A court in Belarus on Monday sentenced key opposition figure Maria Kolesnikova — who led mass protests against President Alexander Lukashenko last year — to 11 years in prison on national security charges.
Kolesnikova’s lawyer Maxim Znak was also handed a 10-year prison sentence, according to the press service of onetime presidential hopeful Viktor Babaryko, whose campaign Kolesnikova managed.
Kolesnikova is the only major leader of last year’s unprecedented protests still in Belarus. She has been in custody for a year, after resisting forced deportation by ripping up her passport.
In power since 1994, Lukashenko has been cracking down on opponents since the protests, which erupted when he claimed victory in a disputed election.
In a video from inside the court shown by Russian media, Kolesnikova — who was handcuffed inside a defendant’s cage — made a heart-shaped symbol with her hands, which she often did at protest rallies.
She was smiling and wearing her signature dark red lipstick.

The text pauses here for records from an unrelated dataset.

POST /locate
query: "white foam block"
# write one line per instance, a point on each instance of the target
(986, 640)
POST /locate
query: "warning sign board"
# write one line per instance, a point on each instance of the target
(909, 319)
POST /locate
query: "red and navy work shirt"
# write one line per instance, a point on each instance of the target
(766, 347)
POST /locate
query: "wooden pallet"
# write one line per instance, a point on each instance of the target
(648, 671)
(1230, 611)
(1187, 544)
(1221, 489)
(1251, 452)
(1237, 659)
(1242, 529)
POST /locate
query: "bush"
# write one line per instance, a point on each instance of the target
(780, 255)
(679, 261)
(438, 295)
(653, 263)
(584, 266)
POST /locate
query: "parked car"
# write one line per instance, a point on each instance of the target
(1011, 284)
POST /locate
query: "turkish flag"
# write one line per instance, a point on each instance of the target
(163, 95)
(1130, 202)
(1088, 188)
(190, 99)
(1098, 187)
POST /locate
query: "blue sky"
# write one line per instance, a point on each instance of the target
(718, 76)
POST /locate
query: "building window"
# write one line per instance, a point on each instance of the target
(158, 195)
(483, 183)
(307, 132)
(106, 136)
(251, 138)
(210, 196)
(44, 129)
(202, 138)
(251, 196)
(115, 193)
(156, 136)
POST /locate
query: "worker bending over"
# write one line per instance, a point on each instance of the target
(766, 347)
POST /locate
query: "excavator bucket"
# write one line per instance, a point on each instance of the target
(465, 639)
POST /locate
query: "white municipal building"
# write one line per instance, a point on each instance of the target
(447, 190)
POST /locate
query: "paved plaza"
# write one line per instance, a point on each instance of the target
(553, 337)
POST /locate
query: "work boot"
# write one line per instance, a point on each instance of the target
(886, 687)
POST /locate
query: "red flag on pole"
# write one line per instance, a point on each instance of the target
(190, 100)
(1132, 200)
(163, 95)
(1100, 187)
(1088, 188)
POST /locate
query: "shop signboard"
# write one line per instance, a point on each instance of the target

“Dear spectators, we are happy to see you,” Znak, who was standing next to her, said in the video before the sentence was readout.
Kolesnikova — a 39-year-old former flute player in the country’s philharmonic orchestra — has become a symbol of the protest movement in Belarus.
She was arrested last September, when KGB agents put a sack over her head, pushed her into a minibus, and drove her to the Ukrainian border.
She resisted the attempt to throw her out of the country by reportedly jumping out of the car.
Kolesnikova was part of a female trio together with opposition leader Svetlana Tikhanovskaya and another campaign partner, Veronika Tsepkalo, leading last summer’s rallies against Belarus’s mustachioed leader.
Tikhanovskaya — who stood for president in place of her jailed husband — and Tsepkalo both fled Belarus to EU countries.
Tikhanovskaya says she was the true winner of the August presidential vote.